# Homework Help: Simple Partial Differentiation

1. Jan 6, 2010

### Chewy0087

1. The problem statement, all variables and given/known data
Hey >.< another simple problem;

find $$\frac{\partial u}{\partial y} , \frac{\partial v}{\partial y}, \frac{\partial w}{\partial y}$$

given that

u - v + 2w = x + 2z
2u + v - 2w = 2x - 2z
u - v + w = z - y

3. The attempt at a solution

I don't know, this question is really bugging me, i understand that the whole idea of partial differentiation is only to have to deal with the change of one variable, so why are you given the first two equations? if you assume that everything apart from y & u are constant then of course

$$\frac{\partial u}{\partial y} = -1$$

however this isn't the answer, i thought maybe you can't assume that they're constant, because u is dependant on them, however this becomes an insanely hard/impossible simultaneous equation if you try to solve for all of their changes!

could someone give me a hint? i think i'm missing the point of this question (done all of the other questions in the exercise so far)

and of course, once again thank you for help you give me! =D

p.s answers are 0, 2 & 1

Last edited: Jan 6, 2010
2. Jan 6, 2010

### Dick

Take d/dy of all three equations. You'll get a pretty simple set of three equations in the three unknowns that you are looking for. Since it looks like x,y and z are your independent variables, dx/dy=dz/dy=0.

3. Jan 6, 2010

### Chewy0087

Hm, but how do you know that x, y and z are the independant variables, just because they ask for u, v and w's change with respect to y? Also i suppose that that means I CAN assume like you said that dx/dy = dz/dy = 0, but can't assume that dw/dy = 0?

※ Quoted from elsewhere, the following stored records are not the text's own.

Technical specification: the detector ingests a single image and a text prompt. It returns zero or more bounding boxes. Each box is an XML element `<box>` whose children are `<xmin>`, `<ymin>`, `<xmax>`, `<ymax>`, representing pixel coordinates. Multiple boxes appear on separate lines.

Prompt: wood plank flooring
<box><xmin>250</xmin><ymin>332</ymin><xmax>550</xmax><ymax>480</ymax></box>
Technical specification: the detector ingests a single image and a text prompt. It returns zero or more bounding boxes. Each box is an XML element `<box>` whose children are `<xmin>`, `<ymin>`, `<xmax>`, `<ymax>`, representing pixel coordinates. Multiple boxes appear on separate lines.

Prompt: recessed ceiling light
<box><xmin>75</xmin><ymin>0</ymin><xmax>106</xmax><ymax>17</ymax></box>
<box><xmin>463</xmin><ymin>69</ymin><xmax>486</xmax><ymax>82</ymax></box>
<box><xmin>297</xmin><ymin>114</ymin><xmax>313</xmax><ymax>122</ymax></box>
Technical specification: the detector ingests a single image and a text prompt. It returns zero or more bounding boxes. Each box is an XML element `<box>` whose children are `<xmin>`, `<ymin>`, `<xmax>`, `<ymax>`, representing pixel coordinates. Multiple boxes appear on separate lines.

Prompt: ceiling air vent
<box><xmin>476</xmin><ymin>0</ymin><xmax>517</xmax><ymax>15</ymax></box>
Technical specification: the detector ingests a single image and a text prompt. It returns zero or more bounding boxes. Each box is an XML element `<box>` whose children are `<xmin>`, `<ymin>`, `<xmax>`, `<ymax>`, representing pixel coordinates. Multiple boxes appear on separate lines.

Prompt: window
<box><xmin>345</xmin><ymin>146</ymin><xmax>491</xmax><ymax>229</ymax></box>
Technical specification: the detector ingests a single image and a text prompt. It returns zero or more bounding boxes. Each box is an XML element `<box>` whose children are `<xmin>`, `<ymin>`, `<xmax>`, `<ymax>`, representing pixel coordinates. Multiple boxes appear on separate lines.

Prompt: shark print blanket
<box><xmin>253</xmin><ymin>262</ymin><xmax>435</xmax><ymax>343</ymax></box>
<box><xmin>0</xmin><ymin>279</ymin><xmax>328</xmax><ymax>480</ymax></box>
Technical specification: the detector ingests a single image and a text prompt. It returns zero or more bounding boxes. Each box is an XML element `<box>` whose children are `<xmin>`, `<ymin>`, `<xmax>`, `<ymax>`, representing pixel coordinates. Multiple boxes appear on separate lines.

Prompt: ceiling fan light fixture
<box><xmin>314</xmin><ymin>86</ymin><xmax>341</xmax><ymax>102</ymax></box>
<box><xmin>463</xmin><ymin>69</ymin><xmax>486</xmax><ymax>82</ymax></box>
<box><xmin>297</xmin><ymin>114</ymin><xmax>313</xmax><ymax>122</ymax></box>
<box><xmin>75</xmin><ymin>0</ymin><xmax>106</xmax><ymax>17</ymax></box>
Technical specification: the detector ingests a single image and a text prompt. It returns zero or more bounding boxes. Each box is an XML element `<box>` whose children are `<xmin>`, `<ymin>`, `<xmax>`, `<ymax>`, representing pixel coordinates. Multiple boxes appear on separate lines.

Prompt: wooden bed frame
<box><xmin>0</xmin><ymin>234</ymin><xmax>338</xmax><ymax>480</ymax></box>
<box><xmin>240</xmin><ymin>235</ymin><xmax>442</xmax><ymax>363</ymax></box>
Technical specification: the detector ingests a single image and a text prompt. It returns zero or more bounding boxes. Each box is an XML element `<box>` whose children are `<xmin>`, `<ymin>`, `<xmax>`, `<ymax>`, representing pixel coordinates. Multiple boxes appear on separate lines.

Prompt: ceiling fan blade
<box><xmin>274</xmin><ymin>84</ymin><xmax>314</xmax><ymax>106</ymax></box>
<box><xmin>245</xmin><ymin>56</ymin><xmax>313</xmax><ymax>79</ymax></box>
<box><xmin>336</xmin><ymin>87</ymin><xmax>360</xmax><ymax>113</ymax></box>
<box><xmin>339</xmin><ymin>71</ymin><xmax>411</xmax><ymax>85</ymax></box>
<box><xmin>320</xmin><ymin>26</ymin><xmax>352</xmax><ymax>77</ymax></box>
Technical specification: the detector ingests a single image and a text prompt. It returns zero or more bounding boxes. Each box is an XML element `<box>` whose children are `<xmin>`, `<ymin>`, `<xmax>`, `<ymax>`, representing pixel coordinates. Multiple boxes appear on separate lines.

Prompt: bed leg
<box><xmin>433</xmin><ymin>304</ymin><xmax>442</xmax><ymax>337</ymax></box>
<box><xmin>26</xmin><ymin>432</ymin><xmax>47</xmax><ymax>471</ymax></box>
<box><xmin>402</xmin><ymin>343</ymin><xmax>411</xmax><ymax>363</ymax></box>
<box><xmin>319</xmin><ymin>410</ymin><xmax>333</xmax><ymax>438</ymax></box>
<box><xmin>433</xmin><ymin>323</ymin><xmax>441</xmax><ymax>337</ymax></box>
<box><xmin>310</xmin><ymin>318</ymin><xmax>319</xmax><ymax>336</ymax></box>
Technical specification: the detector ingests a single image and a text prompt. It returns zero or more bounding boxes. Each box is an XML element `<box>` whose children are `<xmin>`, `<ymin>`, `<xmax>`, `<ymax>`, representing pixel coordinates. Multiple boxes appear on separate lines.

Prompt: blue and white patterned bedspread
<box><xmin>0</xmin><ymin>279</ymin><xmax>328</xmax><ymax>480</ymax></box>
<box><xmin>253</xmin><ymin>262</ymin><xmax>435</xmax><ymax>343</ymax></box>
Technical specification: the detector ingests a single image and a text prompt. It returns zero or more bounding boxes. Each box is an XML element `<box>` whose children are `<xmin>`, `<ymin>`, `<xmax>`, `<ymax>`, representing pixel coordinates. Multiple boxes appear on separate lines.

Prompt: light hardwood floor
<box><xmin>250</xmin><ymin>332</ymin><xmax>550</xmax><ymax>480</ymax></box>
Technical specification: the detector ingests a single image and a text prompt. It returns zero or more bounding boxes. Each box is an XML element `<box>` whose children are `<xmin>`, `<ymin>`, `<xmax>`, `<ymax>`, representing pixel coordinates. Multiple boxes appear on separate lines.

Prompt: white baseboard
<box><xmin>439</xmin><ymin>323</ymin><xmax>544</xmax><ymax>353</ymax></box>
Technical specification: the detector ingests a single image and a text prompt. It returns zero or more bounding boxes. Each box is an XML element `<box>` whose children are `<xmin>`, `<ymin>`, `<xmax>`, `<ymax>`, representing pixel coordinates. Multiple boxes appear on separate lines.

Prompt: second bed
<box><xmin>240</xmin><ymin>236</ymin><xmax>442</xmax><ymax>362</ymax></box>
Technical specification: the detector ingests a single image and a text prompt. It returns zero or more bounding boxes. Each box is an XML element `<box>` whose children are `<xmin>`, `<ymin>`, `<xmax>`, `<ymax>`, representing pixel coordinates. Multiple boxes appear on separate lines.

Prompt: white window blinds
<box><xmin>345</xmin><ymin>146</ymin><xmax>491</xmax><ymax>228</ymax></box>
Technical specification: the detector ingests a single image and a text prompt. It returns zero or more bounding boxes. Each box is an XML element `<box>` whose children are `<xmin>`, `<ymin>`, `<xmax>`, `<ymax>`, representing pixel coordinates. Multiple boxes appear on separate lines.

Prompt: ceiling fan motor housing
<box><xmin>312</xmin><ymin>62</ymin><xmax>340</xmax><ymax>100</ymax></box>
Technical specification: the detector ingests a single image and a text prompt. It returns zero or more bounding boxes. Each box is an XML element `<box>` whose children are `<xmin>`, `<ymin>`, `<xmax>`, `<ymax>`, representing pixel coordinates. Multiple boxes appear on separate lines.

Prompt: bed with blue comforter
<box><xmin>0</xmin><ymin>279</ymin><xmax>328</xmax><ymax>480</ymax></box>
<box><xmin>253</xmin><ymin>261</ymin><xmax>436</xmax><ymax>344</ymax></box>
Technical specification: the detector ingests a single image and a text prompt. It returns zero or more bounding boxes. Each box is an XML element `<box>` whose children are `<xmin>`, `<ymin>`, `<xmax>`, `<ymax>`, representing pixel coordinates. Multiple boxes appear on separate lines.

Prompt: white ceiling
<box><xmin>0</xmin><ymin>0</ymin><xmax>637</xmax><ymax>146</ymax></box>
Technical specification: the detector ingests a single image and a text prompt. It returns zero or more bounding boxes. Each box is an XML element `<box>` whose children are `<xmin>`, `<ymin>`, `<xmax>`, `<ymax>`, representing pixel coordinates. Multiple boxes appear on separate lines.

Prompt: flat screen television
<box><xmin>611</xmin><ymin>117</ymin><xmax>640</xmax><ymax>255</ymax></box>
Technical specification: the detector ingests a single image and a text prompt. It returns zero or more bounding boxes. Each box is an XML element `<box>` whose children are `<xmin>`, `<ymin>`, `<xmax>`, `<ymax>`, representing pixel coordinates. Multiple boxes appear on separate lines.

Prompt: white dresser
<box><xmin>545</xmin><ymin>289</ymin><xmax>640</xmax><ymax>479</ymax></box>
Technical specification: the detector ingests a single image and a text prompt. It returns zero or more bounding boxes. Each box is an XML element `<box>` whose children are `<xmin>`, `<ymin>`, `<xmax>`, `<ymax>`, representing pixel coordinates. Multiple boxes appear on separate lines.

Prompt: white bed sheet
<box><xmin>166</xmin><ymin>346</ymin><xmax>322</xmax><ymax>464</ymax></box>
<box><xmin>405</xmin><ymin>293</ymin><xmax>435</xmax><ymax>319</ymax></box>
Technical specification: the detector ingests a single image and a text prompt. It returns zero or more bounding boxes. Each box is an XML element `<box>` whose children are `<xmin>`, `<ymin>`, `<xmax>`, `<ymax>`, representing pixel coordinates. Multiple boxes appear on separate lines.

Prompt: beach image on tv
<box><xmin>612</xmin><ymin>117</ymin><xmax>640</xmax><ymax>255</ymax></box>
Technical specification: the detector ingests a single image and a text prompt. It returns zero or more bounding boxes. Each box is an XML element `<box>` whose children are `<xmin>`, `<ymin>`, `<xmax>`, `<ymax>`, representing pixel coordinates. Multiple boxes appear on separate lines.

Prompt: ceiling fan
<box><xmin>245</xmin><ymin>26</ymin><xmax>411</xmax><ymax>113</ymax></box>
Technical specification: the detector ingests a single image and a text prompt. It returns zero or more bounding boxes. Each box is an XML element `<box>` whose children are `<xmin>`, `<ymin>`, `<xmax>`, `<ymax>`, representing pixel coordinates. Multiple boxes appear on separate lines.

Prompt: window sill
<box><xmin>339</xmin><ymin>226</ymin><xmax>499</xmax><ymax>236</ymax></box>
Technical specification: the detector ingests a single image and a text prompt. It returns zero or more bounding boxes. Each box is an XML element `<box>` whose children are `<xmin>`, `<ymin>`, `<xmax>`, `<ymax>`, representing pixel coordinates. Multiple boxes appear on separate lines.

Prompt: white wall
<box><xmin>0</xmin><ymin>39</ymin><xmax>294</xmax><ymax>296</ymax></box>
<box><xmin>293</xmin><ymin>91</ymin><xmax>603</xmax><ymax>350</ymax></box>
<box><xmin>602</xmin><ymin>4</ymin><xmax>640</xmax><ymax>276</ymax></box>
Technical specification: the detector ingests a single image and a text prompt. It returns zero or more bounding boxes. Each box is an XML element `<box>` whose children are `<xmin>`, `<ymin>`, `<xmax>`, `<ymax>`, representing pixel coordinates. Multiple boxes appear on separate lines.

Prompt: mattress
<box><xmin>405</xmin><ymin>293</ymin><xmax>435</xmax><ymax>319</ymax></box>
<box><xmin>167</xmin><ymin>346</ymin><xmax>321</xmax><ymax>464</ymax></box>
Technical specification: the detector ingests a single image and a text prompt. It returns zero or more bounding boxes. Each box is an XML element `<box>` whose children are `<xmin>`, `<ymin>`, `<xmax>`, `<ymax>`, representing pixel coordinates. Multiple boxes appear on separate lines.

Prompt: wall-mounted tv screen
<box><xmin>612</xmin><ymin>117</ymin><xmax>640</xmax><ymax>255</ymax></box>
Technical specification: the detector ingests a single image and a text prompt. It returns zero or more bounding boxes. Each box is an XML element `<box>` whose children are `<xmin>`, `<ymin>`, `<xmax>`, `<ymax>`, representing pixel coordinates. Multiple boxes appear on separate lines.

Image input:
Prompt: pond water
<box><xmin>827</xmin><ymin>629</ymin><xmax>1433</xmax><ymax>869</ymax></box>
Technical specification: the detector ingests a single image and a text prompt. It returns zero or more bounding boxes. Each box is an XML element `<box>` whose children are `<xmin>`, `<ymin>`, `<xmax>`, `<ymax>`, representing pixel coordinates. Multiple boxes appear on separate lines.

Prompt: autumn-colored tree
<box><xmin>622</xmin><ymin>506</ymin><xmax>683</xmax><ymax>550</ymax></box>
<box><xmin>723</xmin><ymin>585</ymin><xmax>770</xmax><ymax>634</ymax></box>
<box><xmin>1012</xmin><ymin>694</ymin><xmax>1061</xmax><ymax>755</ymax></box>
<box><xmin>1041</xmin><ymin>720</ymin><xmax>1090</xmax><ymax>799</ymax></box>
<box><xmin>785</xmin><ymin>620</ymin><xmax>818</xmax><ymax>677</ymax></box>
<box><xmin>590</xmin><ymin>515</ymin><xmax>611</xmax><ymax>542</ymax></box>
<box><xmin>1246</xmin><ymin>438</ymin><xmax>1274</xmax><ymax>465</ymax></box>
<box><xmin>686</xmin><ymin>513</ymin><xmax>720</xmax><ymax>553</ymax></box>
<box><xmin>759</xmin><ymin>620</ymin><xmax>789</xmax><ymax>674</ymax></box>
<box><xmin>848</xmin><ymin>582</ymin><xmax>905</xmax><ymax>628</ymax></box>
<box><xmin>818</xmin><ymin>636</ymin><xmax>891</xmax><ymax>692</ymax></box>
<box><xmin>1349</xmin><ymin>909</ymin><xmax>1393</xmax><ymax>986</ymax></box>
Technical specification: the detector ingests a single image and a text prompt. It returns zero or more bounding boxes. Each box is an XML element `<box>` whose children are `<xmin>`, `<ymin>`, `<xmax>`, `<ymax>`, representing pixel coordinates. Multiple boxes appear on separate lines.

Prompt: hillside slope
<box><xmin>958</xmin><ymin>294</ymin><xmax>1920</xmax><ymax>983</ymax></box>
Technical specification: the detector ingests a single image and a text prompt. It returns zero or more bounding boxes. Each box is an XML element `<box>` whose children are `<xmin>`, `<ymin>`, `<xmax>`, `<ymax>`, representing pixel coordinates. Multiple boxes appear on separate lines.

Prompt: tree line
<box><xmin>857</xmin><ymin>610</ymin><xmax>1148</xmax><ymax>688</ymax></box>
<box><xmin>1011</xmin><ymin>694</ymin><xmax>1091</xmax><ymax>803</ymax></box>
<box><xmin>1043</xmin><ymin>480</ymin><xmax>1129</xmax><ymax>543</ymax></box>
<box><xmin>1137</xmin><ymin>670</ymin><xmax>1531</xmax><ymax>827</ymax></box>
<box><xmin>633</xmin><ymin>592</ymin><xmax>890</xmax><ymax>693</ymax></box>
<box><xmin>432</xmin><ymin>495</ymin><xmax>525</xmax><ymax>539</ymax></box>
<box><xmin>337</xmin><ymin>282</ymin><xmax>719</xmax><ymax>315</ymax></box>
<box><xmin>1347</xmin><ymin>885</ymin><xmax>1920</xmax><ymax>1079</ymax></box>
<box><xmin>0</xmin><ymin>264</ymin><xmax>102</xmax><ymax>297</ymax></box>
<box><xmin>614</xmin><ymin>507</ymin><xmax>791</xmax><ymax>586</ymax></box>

Why can i simply choose to do that? =P (sorry if that's a long explainy question, if it is just forget it and i'll try to find a link)

and thanks alot sir, the help is invaluable (trying to self-teach this, you can tell how it's going xP)

4. Jan 6, 2010

### mugaliens

http://en.wikipedia.org/wiki/Partial_differential" [Broken]may help.

If not, consider this: Partial derivatives force all variables except one to be constants at some determined point in order to see the behavioral (derivative aka slope) result of the variable in question. However, instead of assigning constants to the other variables, partials continue to solve for the variable in question mathematically, so as to provide for a derivative solution at all values of the other variables.

I'm not a mathematician, though, so I hope one comes along, soon...

Last edited by a moderator: May 4, 2017
5. Jan 6, 2010

### Dick

It is sort of implied. It should have been explicitly stated. If you are taking partial derivatives with respect to y, that implies there are other independent variables around. Since x,y,z are consecutive letters in the alphabet I would assume they are the independent variables and that u,v and w are to be regarded as functions of x,y and z. I.e. u(x,y,z), v(x,y,z) and w(x,y,z). As I said, I think they really should have stated that if they didn't. I'm just reading between the lines.

6. Jan 6, 2010

### Chewy0087

I see, it's just common sense really, i guess if i had more experience answering these questions it would have been more obvious to me...much obliged Dick (i managed to get the answer out)! =D ps i voted for you in the polls a couple of weeks ago :D

and i have read that link...it's not VERY helpful but i agree I need to read more into the theory, i'm just learning to compute right now (not very good)